Federal authorities on Tuesday charged the recently re-elected mayor of far southwest suburban Channahon with failing to file four years of federal tax returns.
Joseph Cook, 45, allegedly failed to report more than $250,000 of income from 2005 to 2008, including earnings as mayor and liquor commissioner of about $16,000 a year, according to charges filed late Monday.
The unreported income also allegedly included his salary while working as a field engineer in Will County's land use and highway departments, where he was employed from 2003 through 2005, as well as revenue from his consulting firm, Phase One Solutions Inc., authorities said.
The timing of the charges — just months after local elections — left some village political observers scratching their heads. Cook, who is head of the Will County Governmental League and active in regional politics, was for a time last year in the running for a vacant state Senate seat.
He could not be reached Tuesday.
"It isn't something you would expect to see. All of us just wish the best for Joe," said Joe Pena, acting Channahon village administrator and police chief. He said the village had made all the proper tax withholdings in its payments to Cook. "As far as we can tell, since it has to do with his personal taxes, we hope it all gets resolved quickly."
"It's a shame it didn't come out sooner — the voters would've had a better idea who they were voting for," said former Channahon Mayor Wayne Chesson, who finished second in a three-way mayoral race to Cook last spring.
The six misdemeanor charges brought against Cook by federal prosecutors allege he didn't file his personal tax returns from 2005 to 2008 and also didn't file returns for his consulting business in 2007 and 2008, when it brought in more than $100,000.
An expert on criminal tax cases said the dollar amount involved was relatively low, so prosecutors likely brought a criminal case instead of a civil one because it involved a public figure.
"This is a typical example of an individual, and there are zillions of them out there, who didn't file returns," said Steven Blanc, a tax attorney who also teaches at Northern Illinois University. "The only reason he's being (criminally) charged is because he is a public official, and they get a lot of bang for their buck."

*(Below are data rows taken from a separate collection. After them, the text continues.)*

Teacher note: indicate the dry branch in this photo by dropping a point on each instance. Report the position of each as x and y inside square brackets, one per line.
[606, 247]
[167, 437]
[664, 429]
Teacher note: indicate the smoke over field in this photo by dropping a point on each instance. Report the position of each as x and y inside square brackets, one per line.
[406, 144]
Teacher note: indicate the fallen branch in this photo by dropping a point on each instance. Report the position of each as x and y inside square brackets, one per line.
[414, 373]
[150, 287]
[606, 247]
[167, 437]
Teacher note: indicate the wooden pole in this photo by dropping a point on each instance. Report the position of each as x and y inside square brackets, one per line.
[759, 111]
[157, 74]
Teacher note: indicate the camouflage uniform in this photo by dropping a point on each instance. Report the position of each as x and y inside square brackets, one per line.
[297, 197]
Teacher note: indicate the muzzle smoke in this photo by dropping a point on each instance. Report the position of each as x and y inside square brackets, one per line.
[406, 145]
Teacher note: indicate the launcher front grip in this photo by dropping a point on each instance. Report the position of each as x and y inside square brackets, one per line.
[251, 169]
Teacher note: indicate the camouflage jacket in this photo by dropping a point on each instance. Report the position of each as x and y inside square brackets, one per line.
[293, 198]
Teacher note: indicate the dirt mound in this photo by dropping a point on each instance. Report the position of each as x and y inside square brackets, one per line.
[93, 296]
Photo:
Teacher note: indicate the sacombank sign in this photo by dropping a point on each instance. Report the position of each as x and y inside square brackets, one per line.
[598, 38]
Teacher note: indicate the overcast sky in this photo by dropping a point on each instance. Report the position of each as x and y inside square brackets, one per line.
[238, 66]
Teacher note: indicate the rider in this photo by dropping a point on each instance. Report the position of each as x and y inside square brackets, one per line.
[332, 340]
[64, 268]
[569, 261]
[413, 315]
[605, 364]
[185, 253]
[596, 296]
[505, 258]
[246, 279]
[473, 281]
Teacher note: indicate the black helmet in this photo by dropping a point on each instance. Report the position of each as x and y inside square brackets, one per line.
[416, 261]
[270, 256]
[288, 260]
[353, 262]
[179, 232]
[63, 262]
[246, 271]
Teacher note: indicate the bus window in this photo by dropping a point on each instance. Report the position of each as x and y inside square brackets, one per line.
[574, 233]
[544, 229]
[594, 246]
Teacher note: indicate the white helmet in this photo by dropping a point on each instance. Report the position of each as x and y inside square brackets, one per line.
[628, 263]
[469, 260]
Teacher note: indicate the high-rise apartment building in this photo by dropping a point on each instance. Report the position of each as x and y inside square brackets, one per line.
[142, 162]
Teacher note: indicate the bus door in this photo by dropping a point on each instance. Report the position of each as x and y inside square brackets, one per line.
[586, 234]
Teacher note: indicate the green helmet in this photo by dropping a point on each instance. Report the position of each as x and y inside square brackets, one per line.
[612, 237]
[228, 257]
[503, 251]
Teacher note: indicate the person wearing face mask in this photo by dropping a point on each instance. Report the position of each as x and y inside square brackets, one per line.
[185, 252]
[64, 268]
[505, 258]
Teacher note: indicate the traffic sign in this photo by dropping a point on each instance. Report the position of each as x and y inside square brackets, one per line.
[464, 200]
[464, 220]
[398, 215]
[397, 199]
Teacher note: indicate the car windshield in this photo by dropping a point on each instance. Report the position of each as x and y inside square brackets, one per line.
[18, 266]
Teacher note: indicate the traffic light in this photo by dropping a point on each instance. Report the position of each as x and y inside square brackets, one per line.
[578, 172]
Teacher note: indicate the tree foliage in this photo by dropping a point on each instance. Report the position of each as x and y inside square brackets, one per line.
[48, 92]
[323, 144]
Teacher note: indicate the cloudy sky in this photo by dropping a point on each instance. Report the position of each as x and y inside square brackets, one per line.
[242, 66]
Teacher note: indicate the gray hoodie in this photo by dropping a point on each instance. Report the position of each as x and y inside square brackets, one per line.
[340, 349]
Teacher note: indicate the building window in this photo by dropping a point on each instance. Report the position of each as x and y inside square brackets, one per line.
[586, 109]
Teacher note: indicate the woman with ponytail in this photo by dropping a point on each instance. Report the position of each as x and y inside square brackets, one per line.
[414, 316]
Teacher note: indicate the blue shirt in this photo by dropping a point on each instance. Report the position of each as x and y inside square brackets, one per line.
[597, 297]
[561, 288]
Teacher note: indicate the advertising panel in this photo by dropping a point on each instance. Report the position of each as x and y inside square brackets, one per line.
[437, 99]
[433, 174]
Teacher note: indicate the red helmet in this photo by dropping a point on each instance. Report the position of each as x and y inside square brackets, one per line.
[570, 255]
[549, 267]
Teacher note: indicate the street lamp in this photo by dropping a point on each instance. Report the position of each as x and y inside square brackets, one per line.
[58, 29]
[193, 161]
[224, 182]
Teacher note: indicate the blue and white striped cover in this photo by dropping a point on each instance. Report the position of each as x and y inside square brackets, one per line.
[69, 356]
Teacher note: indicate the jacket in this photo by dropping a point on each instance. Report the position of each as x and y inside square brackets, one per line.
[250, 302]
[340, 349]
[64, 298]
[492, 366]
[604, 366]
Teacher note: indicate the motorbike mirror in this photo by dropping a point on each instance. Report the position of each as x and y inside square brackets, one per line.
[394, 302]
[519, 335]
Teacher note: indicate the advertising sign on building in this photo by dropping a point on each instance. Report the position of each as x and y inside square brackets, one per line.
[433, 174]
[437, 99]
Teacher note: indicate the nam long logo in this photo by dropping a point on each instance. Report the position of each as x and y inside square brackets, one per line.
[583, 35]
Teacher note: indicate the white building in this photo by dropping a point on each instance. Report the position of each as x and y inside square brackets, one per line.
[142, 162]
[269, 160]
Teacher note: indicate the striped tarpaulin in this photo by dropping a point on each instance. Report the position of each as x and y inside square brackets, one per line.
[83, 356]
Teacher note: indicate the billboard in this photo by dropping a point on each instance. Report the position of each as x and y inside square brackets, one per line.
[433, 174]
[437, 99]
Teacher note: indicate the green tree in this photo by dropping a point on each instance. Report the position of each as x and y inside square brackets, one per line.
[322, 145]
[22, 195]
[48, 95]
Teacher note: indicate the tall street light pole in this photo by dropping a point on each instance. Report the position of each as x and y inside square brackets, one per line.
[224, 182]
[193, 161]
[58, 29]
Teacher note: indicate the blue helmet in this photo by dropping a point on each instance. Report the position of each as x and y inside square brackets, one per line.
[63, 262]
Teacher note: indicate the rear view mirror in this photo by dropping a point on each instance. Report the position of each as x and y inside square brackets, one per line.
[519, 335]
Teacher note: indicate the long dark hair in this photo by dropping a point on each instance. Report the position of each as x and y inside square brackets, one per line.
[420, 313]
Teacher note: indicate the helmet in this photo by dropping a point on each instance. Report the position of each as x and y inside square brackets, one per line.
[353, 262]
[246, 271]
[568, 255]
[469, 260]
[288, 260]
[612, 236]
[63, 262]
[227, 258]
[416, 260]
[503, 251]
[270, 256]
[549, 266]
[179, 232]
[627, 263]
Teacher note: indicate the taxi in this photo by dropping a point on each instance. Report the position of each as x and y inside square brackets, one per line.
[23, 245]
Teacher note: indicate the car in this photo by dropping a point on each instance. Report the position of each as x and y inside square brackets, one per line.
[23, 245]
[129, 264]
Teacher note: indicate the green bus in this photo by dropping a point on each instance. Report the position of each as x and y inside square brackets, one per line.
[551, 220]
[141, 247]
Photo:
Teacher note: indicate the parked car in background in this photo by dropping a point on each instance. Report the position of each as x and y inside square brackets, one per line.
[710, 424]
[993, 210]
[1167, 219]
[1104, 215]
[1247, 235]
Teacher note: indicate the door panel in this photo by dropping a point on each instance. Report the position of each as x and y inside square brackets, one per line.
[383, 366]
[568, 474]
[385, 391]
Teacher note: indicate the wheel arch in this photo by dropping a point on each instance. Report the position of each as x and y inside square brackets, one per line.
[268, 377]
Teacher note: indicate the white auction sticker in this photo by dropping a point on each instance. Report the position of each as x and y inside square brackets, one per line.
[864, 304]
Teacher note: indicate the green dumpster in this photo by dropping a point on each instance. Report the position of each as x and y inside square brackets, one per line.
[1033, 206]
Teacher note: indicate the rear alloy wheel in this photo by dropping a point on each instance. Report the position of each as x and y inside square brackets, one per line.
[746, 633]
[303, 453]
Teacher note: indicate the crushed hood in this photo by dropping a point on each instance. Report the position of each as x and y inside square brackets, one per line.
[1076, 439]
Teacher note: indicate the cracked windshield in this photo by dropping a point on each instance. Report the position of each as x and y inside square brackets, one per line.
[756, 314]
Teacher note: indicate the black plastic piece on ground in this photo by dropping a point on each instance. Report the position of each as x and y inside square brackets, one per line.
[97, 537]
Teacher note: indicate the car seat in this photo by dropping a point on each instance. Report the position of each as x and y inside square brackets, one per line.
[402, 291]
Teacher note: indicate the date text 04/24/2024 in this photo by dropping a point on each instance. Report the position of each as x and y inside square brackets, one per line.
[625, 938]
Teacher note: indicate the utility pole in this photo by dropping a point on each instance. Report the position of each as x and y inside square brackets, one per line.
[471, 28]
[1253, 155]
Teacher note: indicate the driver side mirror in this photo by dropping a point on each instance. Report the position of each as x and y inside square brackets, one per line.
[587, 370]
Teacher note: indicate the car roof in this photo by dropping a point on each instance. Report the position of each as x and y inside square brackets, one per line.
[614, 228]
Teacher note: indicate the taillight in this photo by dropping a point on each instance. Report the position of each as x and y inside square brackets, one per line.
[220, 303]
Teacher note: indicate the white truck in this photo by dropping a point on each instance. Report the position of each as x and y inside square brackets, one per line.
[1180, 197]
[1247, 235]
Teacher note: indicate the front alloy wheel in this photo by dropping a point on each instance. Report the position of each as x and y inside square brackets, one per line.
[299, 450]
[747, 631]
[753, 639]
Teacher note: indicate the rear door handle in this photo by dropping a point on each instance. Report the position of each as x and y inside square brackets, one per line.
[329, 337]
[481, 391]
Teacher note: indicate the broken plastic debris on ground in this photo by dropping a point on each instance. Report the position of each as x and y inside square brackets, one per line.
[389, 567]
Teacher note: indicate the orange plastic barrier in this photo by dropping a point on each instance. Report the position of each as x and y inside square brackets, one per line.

"There are a whole lot of people who will read this and say, 'Crap, which accountant do I call?'" said Blanc.
He predicted Cook, who could conceivably face up to 6 years in prison, would receive probation and be ordered to pay restitution if he pleads guilty.
The charges come almost exactly a week after the RTA and city of Chicago filed lawsuits in Cook County Circuit Court alleging that Channahon and Kankakee, with help from several consulting firms, are improperly diverting sales tax revenues to their communities.
In Illinois, sales taxes are calculated where an offer is said to have been accepted, not where customers receive a product. So some firms have set up satellite offices in communities with lower tax rates.
These alleged distortions in sales tax collections mean that Kankakee and Channahon now lead the state in annual retail sales per capita with a rate 10 times that of Chicago, attorneys for Chicago told the Tribune last week.
Officials in the towns said that everything they are doing is above-board and legal.
"We're just being beat up here," Cook told the Tribune last week.